Let me just explain this to the Minister because he came out with his €1 figure earlier. Consider the person who was in employment and earning €532 per week, which is not a very high income at all and is well below the average wage. If that person earned this during the period outside of 13 March to 5 August, he or she will now have a taxable income of €1,470 as a result of the amendment in this section. This is not euro and cents. This is about imposing a charge on people who have lost their jobs. This individual would have a total income in 2020 of €23,850. That is the reality. It is the upper end. It is the reality for a lot of people.

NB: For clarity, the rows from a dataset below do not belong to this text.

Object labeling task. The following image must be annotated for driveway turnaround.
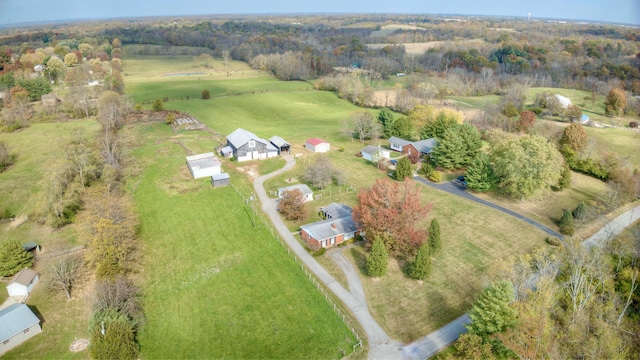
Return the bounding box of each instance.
[413,176,564,240]
[253,155,403,360]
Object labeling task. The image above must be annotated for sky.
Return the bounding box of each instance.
[0,0,640,25]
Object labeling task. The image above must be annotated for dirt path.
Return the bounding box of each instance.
[253,155,403,360]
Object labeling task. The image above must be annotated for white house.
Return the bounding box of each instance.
[187,152,222,179]
[304,138,331,152]
[360,145,391,162]
[7,268,40,296]
[278,184,313,202]
[0,304,42,356]
[554,94,571,109]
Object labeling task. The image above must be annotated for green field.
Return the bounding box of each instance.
[125,125,355,359]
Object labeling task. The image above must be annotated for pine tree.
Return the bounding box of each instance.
[428,219,442,254]
[409,242,431,280]
[465,152,497,192]
[367,238,389,277]
[465,280,517,338]
[396,156,413,181]
[0,240,33,276]
[559,210,574,236]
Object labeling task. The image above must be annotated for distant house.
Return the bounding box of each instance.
[0,304,42,356]
[304,138,331,152]
[278,184,313,202]
[360,145,391,162]
[554,94,571,109]
[269,135,291,154]
[7,268,40,296]
[300,203,362,249]
[211,173,229,187]
[187,152,222,179]
[389,136,438,156]
[227,129,278,162]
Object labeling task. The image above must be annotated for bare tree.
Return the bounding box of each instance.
[48,255,83,300]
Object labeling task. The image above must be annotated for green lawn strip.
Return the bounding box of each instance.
[345,183,545,342]
[0,120,98,217]
[132,125,354,358]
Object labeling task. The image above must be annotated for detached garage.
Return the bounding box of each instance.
[7,269,40,296]
[0,304,42,356]
[304,138,331,152]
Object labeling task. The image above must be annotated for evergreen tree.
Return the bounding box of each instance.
[571,201,587,220]
[367,238,389,277]
[0,240,33,276]
[465,280,517,338]
[409,242,431,280]
[465,152,497,192]
[559,210,574,236]
[428,219,442,254]
[431,126,466,169]
[395,156,413,181]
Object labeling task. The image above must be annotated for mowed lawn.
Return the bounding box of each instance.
[131,125,355,359]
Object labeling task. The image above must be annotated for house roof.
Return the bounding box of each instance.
[227,128,266,149]
[321,203,351,219]
[211,173,229,181]
[187,153,221,170]
[278,184,313,196]
[412,138,438,154]
[9,268,38,286]
[269,135,291,147]
[305,138,326,146]
[0,304,40,342]
[389,136,411,146]
[300,216,358,241]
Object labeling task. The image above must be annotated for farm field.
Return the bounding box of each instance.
[130,124,355,358]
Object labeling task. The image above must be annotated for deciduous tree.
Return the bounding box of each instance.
[367,238,389,277]
[353,179,432,257]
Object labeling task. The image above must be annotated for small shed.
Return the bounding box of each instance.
[269,135,291,154]
[211,173,229,187]
[187,152,222,179]
[0,304,42,356]
[360,145,391,162]
[278,184,313,202]
[304,138,331,152]
[7,268,40,296]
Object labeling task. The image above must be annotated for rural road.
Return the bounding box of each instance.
[413,176,564,240]
[253,155,403,360]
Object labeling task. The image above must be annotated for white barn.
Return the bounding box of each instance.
[0,304,42,356]
[278,184,313,202]
[187,152,222,179]
[7,268,40,296]
[304,138,331,152]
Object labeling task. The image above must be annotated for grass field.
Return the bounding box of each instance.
[131,125,355,359]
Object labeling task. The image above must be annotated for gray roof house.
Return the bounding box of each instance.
[227,128,278,162]
[0,304,42,355]
[278,184,313,202]
[269,135,291,154]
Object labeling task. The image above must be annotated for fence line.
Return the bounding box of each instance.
[229,183,362,352]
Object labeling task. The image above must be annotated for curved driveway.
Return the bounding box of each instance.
[413,176,564,240]
[253,155,402,359]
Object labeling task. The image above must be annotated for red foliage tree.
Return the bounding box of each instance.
[353,179,432,258]
[517,110,536,133]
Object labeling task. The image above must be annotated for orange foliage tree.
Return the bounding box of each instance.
[353,179,433,258]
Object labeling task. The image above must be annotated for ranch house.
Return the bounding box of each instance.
[0,304,42,356]
[221,129,278,162]
[300,204,362,249]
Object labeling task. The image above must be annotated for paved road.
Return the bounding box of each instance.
[253,155,402,360]
[413,176,564,239]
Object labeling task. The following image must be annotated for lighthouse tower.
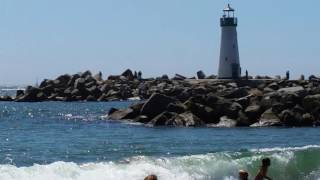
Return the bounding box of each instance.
[218,4,241,79]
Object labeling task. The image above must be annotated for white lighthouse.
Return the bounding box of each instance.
[218,4,241,79]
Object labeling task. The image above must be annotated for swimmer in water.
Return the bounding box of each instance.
[255,158,272,180]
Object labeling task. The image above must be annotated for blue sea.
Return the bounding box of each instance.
[0,94,320,180]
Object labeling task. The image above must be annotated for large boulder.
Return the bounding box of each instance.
[172,74,187,81]
[148,111,177,126]
[93,72,103,82]
[16,86,43,102]
[185,100,221,124]
[197,71,206,79]
[244,105,261,121]
[280,109,303,126]
[278,86,306,95]
[121,69,134,81]
[140,93,177,119]
[108,108,137,120]
[303,94,320,111]
[74,78,86,90]
[216,116,237,128]
[167,103,187,114]
[218,88,249,99]
[166,112,205,127]
[251,108,282,127]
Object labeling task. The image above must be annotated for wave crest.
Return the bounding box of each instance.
[0,146,320,180]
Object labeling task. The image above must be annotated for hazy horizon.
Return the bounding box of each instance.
[0,0,320,85]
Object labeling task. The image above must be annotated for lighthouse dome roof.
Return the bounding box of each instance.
[223,4,235,11]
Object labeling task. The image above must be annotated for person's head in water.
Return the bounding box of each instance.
[144,175,158,180]
[262,158,271,167]
[239,170,249,180]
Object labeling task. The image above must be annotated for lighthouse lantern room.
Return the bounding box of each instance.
[218,4,241,79]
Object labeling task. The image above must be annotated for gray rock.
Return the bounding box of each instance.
[141,93,177,119]
[303,94,320,111]
[278,86,305,94]
[167,103,187,114]
[251,109,282,127]
[121,69,134,81]
[245,105,261,121]
[197,71,206,79]
[108,108,136,120]
[148,111,177,126]
[167,112,205,127]
[216,116,237,128]
[172,74,187,81]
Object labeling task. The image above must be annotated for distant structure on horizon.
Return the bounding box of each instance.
[218,4,241,79]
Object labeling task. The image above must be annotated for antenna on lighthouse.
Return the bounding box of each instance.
[218,4,241,79]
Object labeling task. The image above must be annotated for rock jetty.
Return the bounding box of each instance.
[108,73,320,128]
[0,69,320,127]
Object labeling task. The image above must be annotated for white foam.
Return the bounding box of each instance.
[0,146,320,180]
[250,145,320,152]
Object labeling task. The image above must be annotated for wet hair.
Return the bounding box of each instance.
[262,158,271,167]
[144,175,158,180]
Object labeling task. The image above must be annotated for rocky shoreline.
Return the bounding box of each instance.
[0,69,320,127]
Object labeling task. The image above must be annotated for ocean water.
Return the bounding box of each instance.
[0,102,320,180]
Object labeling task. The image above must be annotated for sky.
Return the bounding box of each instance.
[0,0,320,85]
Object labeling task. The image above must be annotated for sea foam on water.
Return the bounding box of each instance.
[0,146,320,180]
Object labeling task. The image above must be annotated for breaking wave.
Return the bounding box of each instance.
[0,145,320,180]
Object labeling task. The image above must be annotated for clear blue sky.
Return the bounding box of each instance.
[0,0,320,84]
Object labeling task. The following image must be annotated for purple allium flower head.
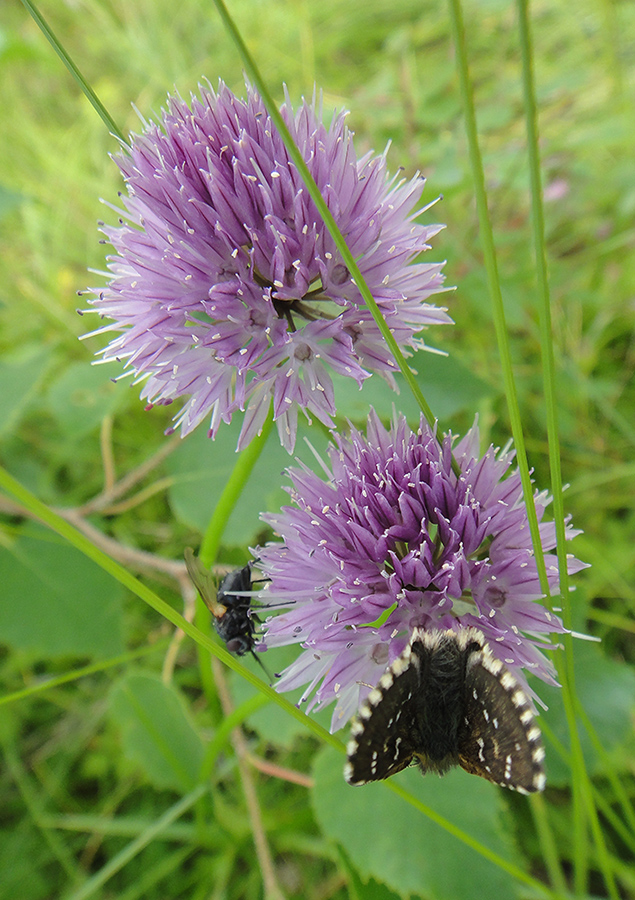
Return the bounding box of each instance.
[85,83,451,451]
[256,412,583,730]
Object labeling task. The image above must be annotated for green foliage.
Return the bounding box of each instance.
[110,672,204,791]
[0,0,635,900]
[313,749,515,900]
[0,529,124,659]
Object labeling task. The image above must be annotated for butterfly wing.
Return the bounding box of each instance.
[344,647,420,784]
[458,646,545,794]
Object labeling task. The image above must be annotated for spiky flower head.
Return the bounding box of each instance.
[256,413,583,730]
[85,83,450,450]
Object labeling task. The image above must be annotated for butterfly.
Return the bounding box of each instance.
[344,628,545,794]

I asked the Minister a question earlier on how many times he, as the Minister for Finance, had brought forward an amendment to the Finance Act that actually asked us to rewind back time and tax income in this way? By God, he never did it for the vulture funds and by God he did not do it for the banks when they were carrying forward their losses. He did not do it for REITs, for section 110 companies or for others who were exploiting Finance Acts and finding holes to avoid paying tens of millions of euro in taxes. I can give examples, and I have given the ICAV example. Not once did the Minister suggest that we rewind back time and clamp down on those individuals. For the people who lost jobs in this pandemic, however, it is easy game and a "let us go for them" approach. The Minister is turning back time and taxing payments to people who lost their jobs in a pandemic: not the people who are milking the system and not those people who are trying to find a way out of it. These are people who are trying to keep their heads above water. The Minister is asking us to do something, the principle of which should not be countenanced by any Minister for Finance. Considering the amount of money, collectively and in the context of everything else, that would be accrued by this amendment, it is unbelievable that this principle will be breached. It speaks volumes of the Minister's priorities about who he clamps down on with these types of matters. I will definitely not support this. I appeal to the Minister and to every other person on this committee with regard to what is being asked of us here. No matter what is said about retrospective changes, we can read. We are being asked to apply this measure not from today's date, not from a date in November or from when the Finance Bill was introduced, and not from a date of the budget, which would be the normal practice in a number of circumstances, but from 13 March 2020. Perhaps the Minister will enlighten us as to why he has not done this for any of those other tax avoidance measures.